К полуночи все разошлись по своим комнатам; но, за исключением слуг, в замке Пюи-Вердон никто не спал. Покои господина и госпожи Дютертр находились на стороне замка, противоположной той, где обитали барышни Дютертр и их главная служанка, добрая женщина, вскормившая Эвелину и воспитавшая всех троих; они ее прозвали Ворчуньей. Амедей Дютертр жил в красивой квадратной башне, у которой было два выхода: один во двор, а другой в сад. Из всех этих трех частей дома, выходивших окнами на южную лужайку, усеянную цветами и поросшую пышными деревьями, можно было в случае надобности оповестить друг друга и собраться всем вместе, что весьма удобно, когда люди живут совершенно обособленно.
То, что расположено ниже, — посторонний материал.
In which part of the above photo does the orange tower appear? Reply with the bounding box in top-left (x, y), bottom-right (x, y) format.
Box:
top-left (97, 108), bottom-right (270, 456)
Проникнем в покои барышень; большой нескромности в этом не будет, так как, за исключением Малютки, которую мы не станем беспокоить и которая молится одна в своей комнатке, никто еще и не думал ложиться спать. Три красивые комнаты, составлявшие эти покои, были соединены небольшой галереей: ее замкнули с обоих концов, чтобы сделать там общую гостиную, нечто вроде мастерской, где барышни, которые баловались живописью, писали этюды, а также занимались музыкой и рукоделием. Рояль, книги, мольберты, корзинки – все это приводилось в порядок по меньшей мере три раза в день неутомимой Ворчуньей с помощью терпеливой Малютки. Но к тому моменту, когда мы туда проникли, Ворчунья уже удалилась в свою комнату, расположенную напротив галереи, и в элегантной гостиной, которую порывистая львица и задумчивая резонерша сделали в этот вечер своим штабом, снова воцарился беспорядок.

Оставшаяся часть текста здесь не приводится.